Even a leakproof defense would not satisfy the last condition. Together these three conditions implied by MAD are an impenetrable barrier — a leak-proof defense against SDI. Since I have indicated above reasons for rejecting MAD as a doctrine, I believe we should reexamine each of these in turn.

Most important, if defenses must be leakproof to be useful, then the odds of success for the SDI R&D program are much lower than if lesser levels of effectiveness can contribute to our security objectives. The record is replete with instances of faulty predictions about the impossibility of technological accomplishments by those with the highest scientific credentials, and we should view current predictions about the impossibility of effective ballistic missile defenses in the perspective of that record. Nevertheless, if everything in a complex and diverse R&D program must work well to derive any benefit, the odds of success will be low and the time required very long.

The critics compound the problem further by demanding that the SDI research program prove and guarantee at its outset that the defenses that might ultimately be developed and deployed will be able to deal with a wide variety of ingenious, but poorly specified and, in some cases, extremely farfetched countermeasures. Critics can produce countermeasures on paper far more easily than the Soviets could produce them in the field. In fact, the critics seldom specify such "Soviet" countermeasures in ways that seriously consider their costs to the Soviet Union in resources, in the sacrifice of other military potential, or the time that it would take for the Soviets to develop them and incorporate them into their forces. The countermeasures suggested frequently are mutually incompatible.

If, instead, we replace MAD with a view of deterrence based on a more realistic assessment of Soviet strategic objectives, we arrive at a radically different assessment of the effectiveness required for useful defenses and of the appropriate objectives of the SDI R&D program. The point of departure ought to be reflection on the motives that might induce Soviet leaders and military planners to contemplate actually using nuclear weapons. The test of deterrence would come if we and the Soviet Union found ourselves in a major confrontation or nonnuclear conflict.

In such circumstances, Soviet leaders might find themselves facing a set of alternatives all of which looked unpleasant or risky. If, for example, they lacked confidence in their ability to bring a nonnuclear conflict to a swift and favorable conclusion, they might consider ensuring the futility of opposing them by a militarily decisive use of nuclear weapons. A decisive nuclear attack in this sense might or might not have to be "massive," in the sense of "very large." Its primary motivation would be the destruction of a set of general purpose force targets sufficient to terminate nonnuclear resistance. If Soviet leaders decided that the gains warranted the risks, they would further have to decide whether to attack our nuclear forces or to rely on deterring their use in retaliation. The extent and weight of such an attack would be a matter the Soviet leaders would decide within the context of a particular contingency, based on their assessment of our probable responses.

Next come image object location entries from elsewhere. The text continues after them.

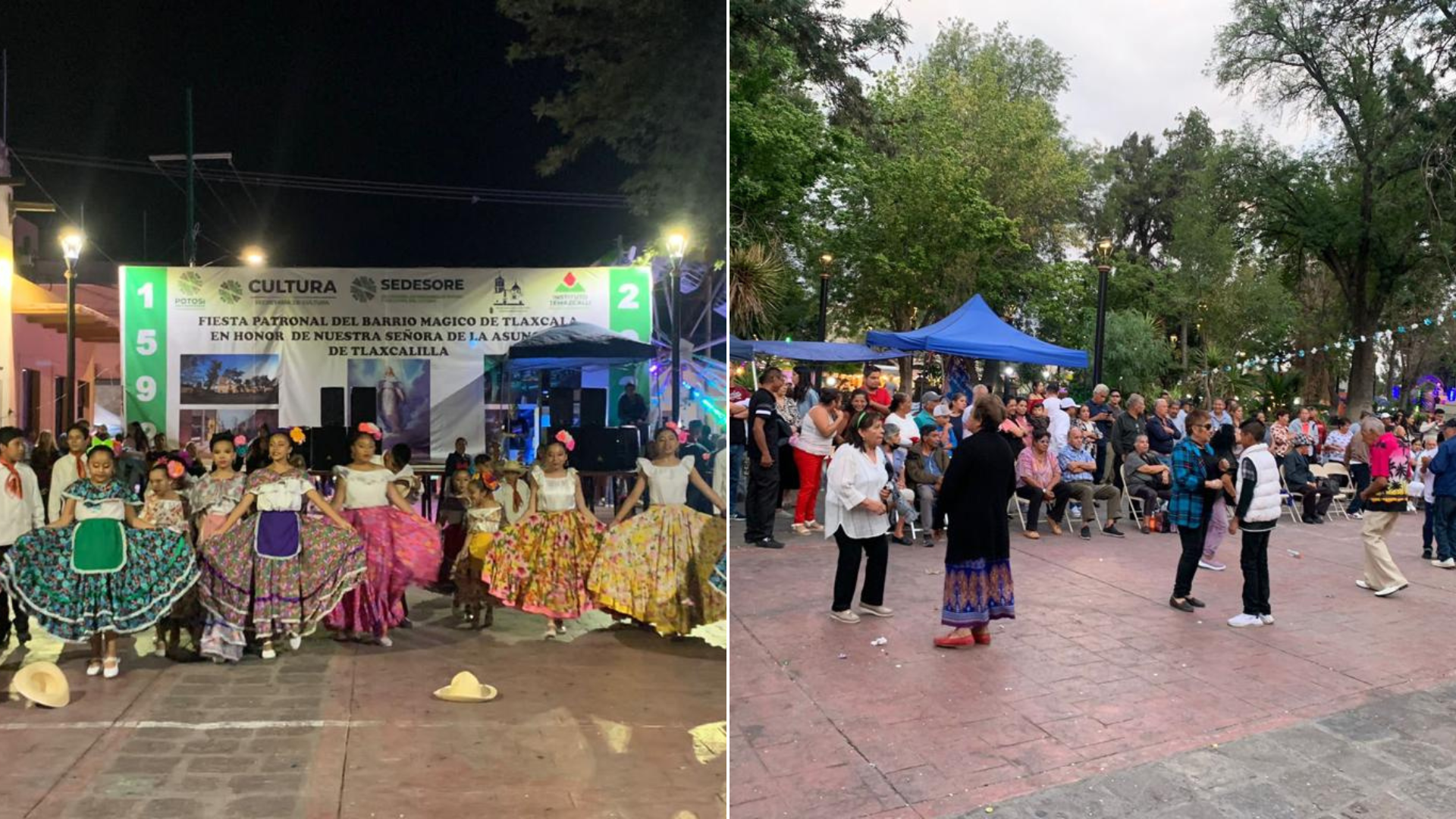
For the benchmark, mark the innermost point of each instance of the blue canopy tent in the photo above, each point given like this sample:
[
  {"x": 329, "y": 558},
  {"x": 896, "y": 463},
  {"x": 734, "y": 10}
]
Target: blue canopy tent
[
  {"x": 813, "y": 352},
  {"x": 974, "y": 331}
]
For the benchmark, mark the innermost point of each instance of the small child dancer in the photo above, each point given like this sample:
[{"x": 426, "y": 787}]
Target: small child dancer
[
  {"x": 541, "y": 564},
  {"x": 484, "y": 519},
  {"x": 213, "y": 499},
  {"x": 168, "y": 509}
]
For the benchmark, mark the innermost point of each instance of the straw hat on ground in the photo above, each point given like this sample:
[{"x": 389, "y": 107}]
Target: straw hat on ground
[
  {"x": 466, "y": 689},
  {"x": 42, "y": 684}
]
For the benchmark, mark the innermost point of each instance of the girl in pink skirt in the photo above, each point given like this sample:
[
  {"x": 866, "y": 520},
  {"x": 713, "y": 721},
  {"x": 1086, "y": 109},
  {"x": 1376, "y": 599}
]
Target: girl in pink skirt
[{"x": 400, "y": 547}]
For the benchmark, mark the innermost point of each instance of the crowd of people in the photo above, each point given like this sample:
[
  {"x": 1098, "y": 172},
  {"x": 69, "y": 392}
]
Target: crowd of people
[
  {"x": 243, "y": 548},
  {"x": 963, "y": 468}
]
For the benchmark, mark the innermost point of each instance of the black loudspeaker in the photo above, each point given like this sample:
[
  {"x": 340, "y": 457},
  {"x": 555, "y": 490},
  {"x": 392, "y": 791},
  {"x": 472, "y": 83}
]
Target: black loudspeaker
[
  {"x": 328, "y": 447},
  {"x": 604, "y": 449},
  {"x": 561, "y": 404},
  {"x": 363, "y": 406},
  {"x": 331, "y": 407},
  {"x": 593, "y": 407}
]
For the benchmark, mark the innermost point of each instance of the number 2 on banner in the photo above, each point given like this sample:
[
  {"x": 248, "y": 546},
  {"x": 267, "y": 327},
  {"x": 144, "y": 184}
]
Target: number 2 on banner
[{"x": 629, "y": 293}]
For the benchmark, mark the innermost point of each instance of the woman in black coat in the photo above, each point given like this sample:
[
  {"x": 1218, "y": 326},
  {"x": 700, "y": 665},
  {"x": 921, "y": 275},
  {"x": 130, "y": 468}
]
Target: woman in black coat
[{"x": 977, "y": 554}]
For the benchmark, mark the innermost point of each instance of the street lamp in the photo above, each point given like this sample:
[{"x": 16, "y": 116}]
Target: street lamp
[
  {"x": 676, "y": 243},
  {"x": 1104, "y": 257},
  {"x": 824, "y": 261},
  {"x": 72, "y": 242},
  {"x": 254, "y": 256}
]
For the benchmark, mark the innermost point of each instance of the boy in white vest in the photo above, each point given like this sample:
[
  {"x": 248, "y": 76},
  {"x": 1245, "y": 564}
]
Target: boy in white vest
[{"x": 1257, "y": 513}]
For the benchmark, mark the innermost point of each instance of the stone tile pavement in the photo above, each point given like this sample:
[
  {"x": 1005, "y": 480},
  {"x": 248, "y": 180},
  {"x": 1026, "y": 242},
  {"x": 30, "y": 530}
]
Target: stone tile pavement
[
  {"x": 1097, "y": 682},
  {"x": 592, "y": 726}
]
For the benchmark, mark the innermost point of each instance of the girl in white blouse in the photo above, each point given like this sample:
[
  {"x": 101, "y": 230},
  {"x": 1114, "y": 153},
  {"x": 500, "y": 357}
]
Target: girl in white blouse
[{"x": 855, "y": 515}]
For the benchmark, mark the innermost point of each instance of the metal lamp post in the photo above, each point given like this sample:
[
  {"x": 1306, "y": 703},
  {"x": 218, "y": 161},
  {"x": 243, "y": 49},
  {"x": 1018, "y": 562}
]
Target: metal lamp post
[
  {"x": 676, "y": 243},
  {"x": 1104, "y": 256},
  {"x": 72, "y": 242}
]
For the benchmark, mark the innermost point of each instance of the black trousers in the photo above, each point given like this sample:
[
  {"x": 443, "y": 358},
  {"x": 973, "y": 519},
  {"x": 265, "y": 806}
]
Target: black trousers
[
  {"x": 20, "y": 621},
  {"x": 1036, "y": 497},
  {"x": 762, "y": 500},
  {"x": 877, "y": 556},
  {"x": 1191, "y": 541},
  {"x": 1316, "y": 497},
  {"x": 1254, "y": 560}
]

The alternative risks they would face would be the prospect of nuclear retaliation to an early nuclear attack on one hand; on the other hand, those of gradual escalation of a nonnuclear conflict in scope and violence with the ultimate possibility of nuclear conflict in any case. In either case their primary concern would be to achieve military victory while minimizing the extent of damage to the Soviet Union and the risk of loss of Soviet political control. Their targets would be selected to contribute to these goals. Wholesale and widespread attacks on civilians would not contribute but would only serve to ensure a similar response by the large nuclear forces remaining to us even after a relatively successful Soviet counterforce attack. And this does not even take account of the possibility that, should they launch a massive attack on cities, that might trigger nuclear winter, making our retaliation irrelevant.